There's something to be said for this. As was discussed a few weeks ago, "repeateable read" semantics differ quite a bit between MySQL/InnoDB and MS SQL. In MySQL/InnoDB, you can have two transactions update the same record in repeatable read mode, and lose the second update without an error being reported.
But you take a huge hit on performance in serializable mode. You can only do one thing at a time.
No. In serializable mode it simply appears that one thing is happening at a time. You can touch unrelated data concurrently with no performance impact.
While they aren't distributed, Apache Lucene and Apache Lucy (the "loose C" port of Lucene that I work on) both implement MVCC: each index reader object represents a point-in-time view of the index that persists for the object's lifetime.
Core developers such as myself have to deal with some subtleties when implementing MVCC, but I wouldn't say that MVCC is too terribly hard for our users. The thing is, our interface does not look anything like SQL -- you have to use a different mental model when interacting with our data stores, and of course they are not suitable for all applications where you might use SQL.
What I took away from the article is that MVCC does not fit well within SQL semantics.
This is a great thing to read and discuss, as opposed to blindly jumping on one bandwagon or another.
A relational database is a framework for storing data that comes with some rules in in exchange helps to guarantee certain characteristics. A flat file is too.

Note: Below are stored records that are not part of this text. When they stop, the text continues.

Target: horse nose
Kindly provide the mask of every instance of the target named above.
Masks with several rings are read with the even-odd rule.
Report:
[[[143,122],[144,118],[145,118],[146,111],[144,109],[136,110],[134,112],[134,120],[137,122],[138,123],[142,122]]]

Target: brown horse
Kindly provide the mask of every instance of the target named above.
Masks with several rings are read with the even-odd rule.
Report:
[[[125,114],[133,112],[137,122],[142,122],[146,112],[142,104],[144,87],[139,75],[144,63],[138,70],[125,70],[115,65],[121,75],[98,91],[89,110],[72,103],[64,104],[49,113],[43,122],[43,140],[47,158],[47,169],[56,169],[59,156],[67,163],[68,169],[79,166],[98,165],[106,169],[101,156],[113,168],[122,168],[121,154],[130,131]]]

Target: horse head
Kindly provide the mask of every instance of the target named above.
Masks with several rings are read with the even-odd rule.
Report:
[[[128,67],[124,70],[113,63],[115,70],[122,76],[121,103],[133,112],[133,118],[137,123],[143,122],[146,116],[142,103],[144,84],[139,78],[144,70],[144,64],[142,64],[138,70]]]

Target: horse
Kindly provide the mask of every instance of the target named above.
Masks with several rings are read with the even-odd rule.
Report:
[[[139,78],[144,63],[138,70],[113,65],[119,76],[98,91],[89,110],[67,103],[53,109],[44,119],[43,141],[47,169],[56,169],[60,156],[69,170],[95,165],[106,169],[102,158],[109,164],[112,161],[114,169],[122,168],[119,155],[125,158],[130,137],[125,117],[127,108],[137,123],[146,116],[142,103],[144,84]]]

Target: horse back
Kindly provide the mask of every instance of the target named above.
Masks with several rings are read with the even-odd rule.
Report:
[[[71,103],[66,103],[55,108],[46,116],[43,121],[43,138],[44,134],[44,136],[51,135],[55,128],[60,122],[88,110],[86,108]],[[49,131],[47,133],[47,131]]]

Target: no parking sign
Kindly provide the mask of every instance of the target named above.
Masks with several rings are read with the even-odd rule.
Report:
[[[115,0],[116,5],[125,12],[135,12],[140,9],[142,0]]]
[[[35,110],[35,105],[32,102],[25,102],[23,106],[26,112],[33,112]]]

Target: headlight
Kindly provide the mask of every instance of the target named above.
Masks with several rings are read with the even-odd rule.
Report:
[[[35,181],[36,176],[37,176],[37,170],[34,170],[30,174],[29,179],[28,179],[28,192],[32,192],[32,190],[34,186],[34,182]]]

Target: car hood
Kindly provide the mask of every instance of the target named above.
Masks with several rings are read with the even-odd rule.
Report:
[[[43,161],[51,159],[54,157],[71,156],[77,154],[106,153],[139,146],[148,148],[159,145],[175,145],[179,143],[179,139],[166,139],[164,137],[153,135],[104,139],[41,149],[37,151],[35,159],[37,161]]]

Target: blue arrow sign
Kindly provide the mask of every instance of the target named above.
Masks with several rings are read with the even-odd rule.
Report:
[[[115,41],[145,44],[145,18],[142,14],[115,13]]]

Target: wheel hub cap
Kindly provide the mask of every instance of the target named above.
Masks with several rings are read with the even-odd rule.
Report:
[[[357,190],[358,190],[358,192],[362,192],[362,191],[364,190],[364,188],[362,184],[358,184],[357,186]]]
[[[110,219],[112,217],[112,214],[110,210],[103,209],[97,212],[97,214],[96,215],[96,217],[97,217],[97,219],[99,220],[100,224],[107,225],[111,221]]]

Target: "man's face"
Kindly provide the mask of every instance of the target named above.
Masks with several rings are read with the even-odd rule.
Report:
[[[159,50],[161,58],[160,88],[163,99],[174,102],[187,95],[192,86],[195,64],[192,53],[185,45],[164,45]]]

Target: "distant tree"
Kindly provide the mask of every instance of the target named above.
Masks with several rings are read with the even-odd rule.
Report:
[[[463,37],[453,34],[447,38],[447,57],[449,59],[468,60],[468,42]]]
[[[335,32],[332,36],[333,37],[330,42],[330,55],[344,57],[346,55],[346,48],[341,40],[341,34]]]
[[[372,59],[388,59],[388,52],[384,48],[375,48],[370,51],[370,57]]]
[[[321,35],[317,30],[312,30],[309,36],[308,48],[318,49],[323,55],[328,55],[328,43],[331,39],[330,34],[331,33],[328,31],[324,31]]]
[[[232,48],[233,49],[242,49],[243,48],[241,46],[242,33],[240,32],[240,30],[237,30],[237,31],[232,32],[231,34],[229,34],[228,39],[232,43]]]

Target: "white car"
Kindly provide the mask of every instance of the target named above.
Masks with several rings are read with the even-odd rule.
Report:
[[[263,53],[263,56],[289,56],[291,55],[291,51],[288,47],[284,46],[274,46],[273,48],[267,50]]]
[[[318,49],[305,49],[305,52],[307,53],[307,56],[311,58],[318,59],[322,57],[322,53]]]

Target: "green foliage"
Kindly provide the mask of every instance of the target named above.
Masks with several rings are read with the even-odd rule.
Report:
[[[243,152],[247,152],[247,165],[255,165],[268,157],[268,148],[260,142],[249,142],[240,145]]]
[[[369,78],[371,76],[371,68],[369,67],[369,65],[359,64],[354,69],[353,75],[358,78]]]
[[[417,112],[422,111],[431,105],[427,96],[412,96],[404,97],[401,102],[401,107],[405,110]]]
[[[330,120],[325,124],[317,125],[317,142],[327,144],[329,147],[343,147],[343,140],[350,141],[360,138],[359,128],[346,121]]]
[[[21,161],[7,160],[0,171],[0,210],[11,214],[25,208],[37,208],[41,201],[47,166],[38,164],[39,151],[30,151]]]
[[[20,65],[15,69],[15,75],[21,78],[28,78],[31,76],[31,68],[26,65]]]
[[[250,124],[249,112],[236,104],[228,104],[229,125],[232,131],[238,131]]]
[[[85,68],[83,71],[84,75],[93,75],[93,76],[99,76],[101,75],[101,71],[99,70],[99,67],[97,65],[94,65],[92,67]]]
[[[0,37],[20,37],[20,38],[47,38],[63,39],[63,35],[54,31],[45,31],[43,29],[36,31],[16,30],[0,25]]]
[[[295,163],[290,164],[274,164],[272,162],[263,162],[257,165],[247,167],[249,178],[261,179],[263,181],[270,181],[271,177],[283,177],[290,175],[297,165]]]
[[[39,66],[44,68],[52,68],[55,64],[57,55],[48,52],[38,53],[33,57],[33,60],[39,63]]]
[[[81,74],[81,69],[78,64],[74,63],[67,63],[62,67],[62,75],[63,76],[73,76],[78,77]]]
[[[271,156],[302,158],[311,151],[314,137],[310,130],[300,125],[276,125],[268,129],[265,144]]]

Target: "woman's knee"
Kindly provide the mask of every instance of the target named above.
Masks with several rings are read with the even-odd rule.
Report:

The choice of which one to use depends on the problem.
Often there are several good choices. Imagine all the relational db zealots who frown upon using a relational db in a slightly unconventional way, such as strong events in a single table using a json column in postgres. Yet postgres provides some useful features and so it may actually be very smart to use it that way.
He's trying to claim that MVCC pushes complexity on to the user, but the examples of that are just typical "mysql does it wrong". So, that means mysql pushes complexity on to the user, not MVCC.
To his credit, the author acknowledges PostgreSQL is not his strong suit. As a pg fanatic myself I think there is a lot of negativity toward SQL in general that is more fairly leveled at MySQL and Oracle in specific.
Consistency in relational databases is a hard topic because maintaining consistency in any concurrent system is hard. Traditional systems provide you with a set of tools (isolation levels, foreign keys) that make a decent programmer capable of building a safe concurrent application. Throwing away those tools and replacing them with nothing does not make life easier. The tool is easier to understand, but the problem is harder to solve.